Sunday, August 03, 2003

Column: After a compeition, participating in a community.

When I first started to surf seriously in May of last year, I felt so
isolated. One surfer from work got a new kid and then moved away to inland,
never to be seen in the ocean again. Another close friend from work who live
very close by also got a new kid and so that meant less surfing. So the
timing was a bit bad, should this have been a year sooner, I would have done
a bit better to start.

I am also a bit shy in front of people so I do not talk much to people on
the line up or do things like that, so I have basically struggled for the
first good 8 months just trying to do it by myself. In the retrospect, this
was a mistake. What I should have done is to join at least a Yahoo group or
something and start to find people at the similar (but a bit better) level
as I was, then try to set up trips to SC or other easy spots near-by. But
you know, just reading the messages in these boards intimidated me so much.
This is part of the reason why I created my web site with information for
beginners and intermediates so at least other people who will be in the same
situation as I was would know that they are not alone.
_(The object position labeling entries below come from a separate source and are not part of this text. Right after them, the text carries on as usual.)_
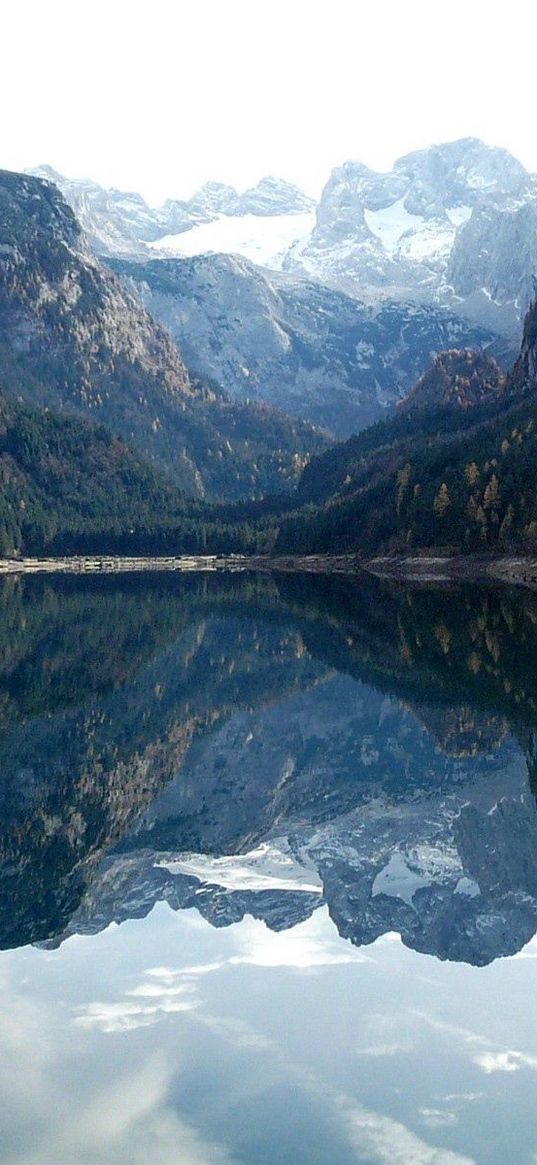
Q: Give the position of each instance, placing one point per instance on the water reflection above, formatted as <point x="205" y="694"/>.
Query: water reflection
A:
<point x="267" y="748"/>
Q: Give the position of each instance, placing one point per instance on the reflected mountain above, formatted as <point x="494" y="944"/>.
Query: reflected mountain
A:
<point x="261" y="746"/>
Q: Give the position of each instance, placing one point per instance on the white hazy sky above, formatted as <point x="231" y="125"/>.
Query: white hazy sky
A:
<point x="162" y="96"/>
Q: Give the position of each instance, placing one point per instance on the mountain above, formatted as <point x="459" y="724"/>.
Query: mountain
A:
<point x="119" y="223"/>
<point x="290" y="343"/>
<point x="454" y="223"/>
<point x="73" y="338"/>
<point x="452" y="472"/>
<point x="457" y="378"/>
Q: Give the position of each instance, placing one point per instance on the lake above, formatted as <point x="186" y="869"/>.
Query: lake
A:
<point x="268" y="861"/>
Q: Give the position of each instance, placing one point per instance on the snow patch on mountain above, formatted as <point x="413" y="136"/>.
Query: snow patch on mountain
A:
<point x="262" y="239"/>
<point x="269" y="867"/>
<point x="391" y="223"/>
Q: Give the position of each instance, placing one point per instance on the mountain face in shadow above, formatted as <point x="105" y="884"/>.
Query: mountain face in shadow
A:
<point x="262" y="746"/>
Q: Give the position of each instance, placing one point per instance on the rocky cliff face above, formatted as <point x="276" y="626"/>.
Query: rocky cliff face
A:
<point x="291" y="343"/>
<point x="456" y="221"/>
<point x="296" y="785"/>
<point x="73" y="338"/>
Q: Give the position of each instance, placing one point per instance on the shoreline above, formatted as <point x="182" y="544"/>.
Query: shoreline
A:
<point x="508" y="569"/>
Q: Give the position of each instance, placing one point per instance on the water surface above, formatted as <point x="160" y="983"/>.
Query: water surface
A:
<point x="268" y="865"/>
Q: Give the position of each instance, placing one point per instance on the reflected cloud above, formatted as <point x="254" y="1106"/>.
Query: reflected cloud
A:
<point x="381" y="1141"/>
<point x="506" y="1061"/>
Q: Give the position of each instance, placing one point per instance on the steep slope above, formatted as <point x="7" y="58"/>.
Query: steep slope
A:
<point x="458" y="378"/>
<point x="75" y="339"/>
<point x="62" y="479"/>
<point x="119" y="223"/>
<point x="457" y="221"/>
<point x="439" y="477"/>
<point x="294" y="344"/>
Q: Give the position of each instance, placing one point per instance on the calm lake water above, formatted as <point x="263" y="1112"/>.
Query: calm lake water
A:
<point x="268" y="861"/>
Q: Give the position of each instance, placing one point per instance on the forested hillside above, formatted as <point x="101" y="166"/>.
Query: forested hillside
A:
<point x="73" y="339"/>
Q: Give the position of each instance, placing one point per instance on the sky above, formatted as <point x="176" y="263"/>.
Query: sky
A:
<point x="163" y="96"/>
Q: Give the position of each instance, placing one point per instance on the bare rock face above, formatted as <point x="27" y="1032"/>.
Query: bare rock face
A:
<point x="456" y="221"/>
<point x="291" y="343"/>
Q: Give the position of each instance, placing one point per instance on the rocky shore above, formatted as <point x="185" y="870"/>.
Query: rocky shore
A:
<point x="419" y="569"/>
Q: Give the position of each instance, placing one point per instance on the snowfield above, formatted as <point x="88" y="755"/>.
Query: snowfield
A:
<point x="262" y="239"/>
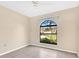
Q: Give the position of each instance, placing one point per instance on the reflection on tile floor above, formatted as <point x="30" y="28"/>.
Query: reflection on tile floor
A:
<point x="38" y="52"/>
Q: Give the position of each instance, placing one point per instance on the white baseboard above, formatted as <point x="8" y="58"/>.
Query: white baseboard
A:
<point x="78" y="54"/>
<point x="13" y="50"/>
<point x="74" y="52"/>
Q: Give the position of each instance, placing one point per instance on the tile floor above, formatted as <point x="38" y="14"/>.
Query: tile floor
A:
<point x="38" y="52"/>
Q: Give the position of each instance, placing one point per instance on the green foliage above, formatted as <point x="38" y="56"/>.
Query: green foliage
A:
<point x="46" y="40"/>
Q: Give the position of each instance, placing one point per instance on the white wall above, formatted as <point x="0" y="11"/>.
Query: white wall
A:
<point x="66" y="36"/>
<point x="14" y="30"/>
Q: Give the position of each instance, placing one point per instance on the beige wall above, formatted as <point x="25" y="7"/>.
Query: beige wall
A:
<point x="14" y="30"/>
<point x="77" y="23"/>
<point x="66" y="36"/>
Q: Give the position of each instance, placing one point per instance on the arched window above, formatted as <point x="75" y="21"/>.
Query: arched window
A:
<point x="48" y="32"/>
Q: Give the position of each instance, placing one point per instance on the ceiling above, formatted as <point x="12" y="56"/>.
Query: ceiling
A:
<point x="27" y="8"/>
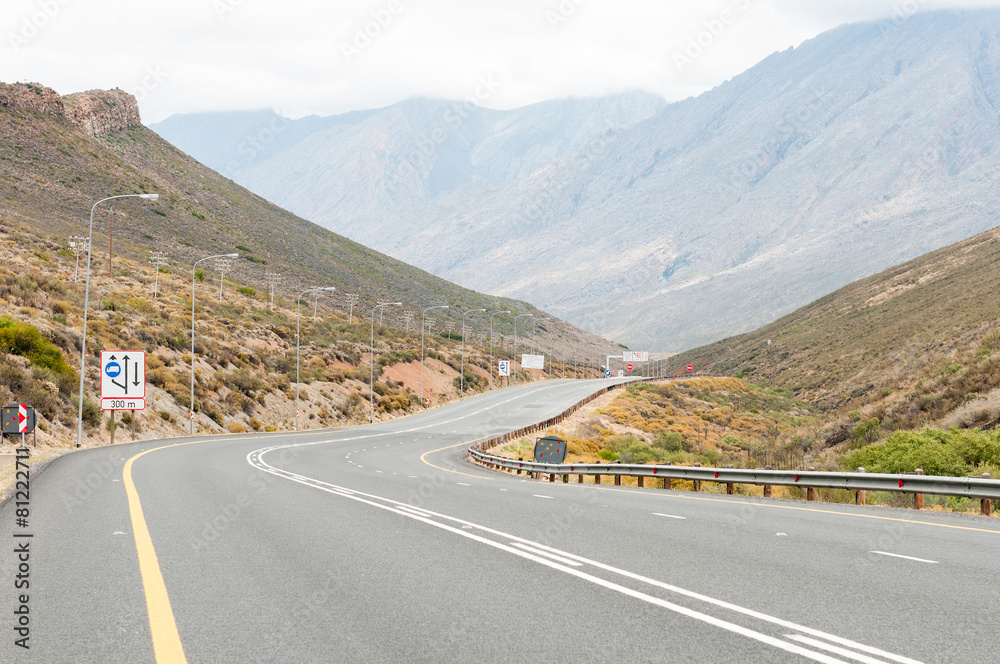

Fast forward 15 months, and now I was in HMB Classic, and now I had 6 other
surfing friends to either come see me surf, or go actually be in the

So what helped me the most. Going to the Club Ed camp was a big plus, I am
still in touch with Ed, and also made two good friends from it whom we surf.
Because they are SC based, and also active in SC surfing community, I now
feel like I am expanding the network out there. Another biggie is to
participate as a volunteer at Surfrider Foundation San Mateo Chapter. This
is where my geek skills meet totally cool surfing by providing web solutions
for the group.

I am a member of lots of things like museums or Commonwealth club, but in
terms of networking just as members and going to meetings and receptions
never helped me to network. But once you are actively helping something out,
then you can begin to network at a completely different level than being
just being a member.

Through the SRF, we met the organizer of the Surf Classic, and now I know
these guys fairly well, also the guys at the Board Shop as well. By just
entering there and people saw my name up on the board, some Japanese surfers
were curious about me, and so I met several Japanese surfers in the area.

So, if you feel like you are just surfing alone without a support, you
should not only just join as member of a club, but go and do some
volunteering at the group of your choice. I am sure that in most groups
there usually are all sorts of works not completed and you can take up a
small piece of it. You'd be appreciated by everyone, helping the cause or
community, and you get to know the people who are shaping the community. Be
it surfing, or any other stuff you'd be interested in.